Thanks for sharing Ashley,
Saving for education is important. My Parents put all there life savings to educate us. I have seen that these days parents do plan for education funds a lot earlier. That is good. Thanks for sharing about 529
Thanks for the comments. I was worried about backlash by saying I have no intention of paying for my kid’s college. Eek. Obviously it’s a personal decision but if you can’t do it you can’t do it. I feel strongly that retirement savings is more important.

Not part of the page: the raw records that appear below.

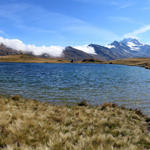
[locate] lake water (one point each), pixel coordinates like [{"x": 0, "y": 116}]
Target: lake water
[{"x": 71, "y": 83}]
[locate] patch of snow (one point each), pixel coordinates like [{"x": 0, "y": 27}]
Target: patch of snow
[
  {"x": 86, "y": 49},
  {"x": 110, "y": 46},
  {"x": 133, "y": 46}
]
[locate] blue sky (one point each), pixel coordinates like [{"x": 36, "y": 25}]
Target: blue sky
[{"x": 74, "y": 22}]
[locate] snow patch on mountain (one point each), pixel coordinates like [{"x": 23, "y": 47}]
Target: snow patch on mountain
[
  {"x": 86, "y": 49},
  {"x": 133, "y": 46},
  {"x": 110, "y": 46}
]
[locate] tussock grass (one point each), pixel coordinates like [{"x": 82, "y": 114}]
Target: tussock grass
[{"x": 33, "y": 125}]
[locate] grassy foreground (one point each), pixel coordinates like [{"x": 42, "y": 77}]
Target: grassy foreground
[{"x": 33, "y": 125}]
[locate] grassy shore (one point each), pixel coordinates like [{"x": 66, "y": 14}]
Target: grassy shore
[
  {"x": 32, "y": 125},
  {"x": 142, "y": 62}
]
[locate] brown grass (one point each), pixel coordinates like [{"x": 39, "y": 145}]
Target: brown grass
[{"x": 33, "y": 125}]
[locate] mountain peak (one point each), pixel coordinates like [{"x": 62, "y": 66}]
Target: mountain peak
[{"x": 131, "y": 40}]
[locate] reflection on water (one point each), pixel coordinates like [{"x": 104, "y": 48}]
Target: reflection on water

And sorry for the weird formatting. It’s fixed now. Double thanks for getting through an article with no paragraphs! 🙂
My parents did not pay for my education either, and I don’t think they’re “the worst parents in the world!” I wish they would have helped me out, sure 😉 but they didn’t. Anyway, I do hope to be able to help my kids out as long as it’s a school I approve of. My husband’s parents paid for his and his siblings’ educations. They told them they could go anywhere they wanted and do anything they wanted with no regard for their grades being kept or what they chose to study. My husband picked a good 4-year college, but his brothers both picked trade colleges, got bad grades, and eventually dropped out, having wasted tens of thousands of dollars. I’m hoping to find a balance between my parents not paying a cent and my husband’s parents who paid tens of thousands and only got a good education for 1/3 of their children. College is expensive. My kids better get good grades and try their hardest. And they better work at least part-time WHILE in school to pay for their own partying expenses (I’m a realist) and their living expenses. I will pay for the dorm, NOT a party apartment with their friends. Thanks for breaking down the different options available today.
My parents weren’t in a situation to really help with tuition expenses for my brother and I, but my grandparents were, and I’m very thankful that they helped set me up to start life as an adult without a buttload of debt.

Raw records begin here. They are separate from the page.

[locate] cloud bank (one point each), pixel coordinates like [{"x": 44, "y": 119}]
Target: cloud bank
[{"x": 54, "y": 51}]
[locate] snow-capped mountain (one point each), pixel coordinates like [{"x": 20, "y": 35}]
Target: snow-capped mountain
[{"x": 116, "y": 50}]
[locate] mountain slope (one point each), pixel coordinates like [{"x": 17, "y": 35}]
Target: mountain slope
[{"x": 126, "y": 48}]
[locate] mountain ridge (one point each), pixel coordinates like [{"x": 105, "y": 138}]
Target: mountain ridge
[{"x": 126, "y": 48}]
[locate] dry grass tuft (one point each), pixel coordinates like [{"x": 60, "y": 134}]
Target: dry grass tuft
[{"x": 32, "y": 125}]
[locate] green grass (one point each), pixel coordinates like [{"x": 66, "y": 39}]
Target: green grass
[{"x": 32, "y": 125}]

That said, I’m not sure that I’ll pay it forward to my kids. I might save some money, but I think that being on the hook for it might help them mature.
Not to mention those of us that have student loans ourselves as parents. When our kids are in school the choice between paying our own loans versus paying for their school is difficult. Both of my kids are able to live at home and attend the local community college and take the first two years of school on me, books and all. After that I simply can’t help them, as I have loans and so does my wife. I cannot take any more via the PLUS loan system with a 2 year old that we adopted.
The guilt that parents go thru is real, we all want to provide everything we can, and maybe that has inhibited my kids to an extent. They are both emotionally behind their peers by a few years as a result of the dependence. They are both relatively fragile and need the life experience of earning it for themselves before I am left with 30 year olds watching directv in my house and working part time.
Sorry but you have to take care of yourself too that is compassionate to others, they will thank you later for not having to take care of you. Passing that along to our kids is a gift. So do what you CAN within reason I say, but don’t do it all and don’t be a hardass to the extreme either. Find the middle way that’s reasonable for YOU and don’t budge when the silent treatments and pouting begins.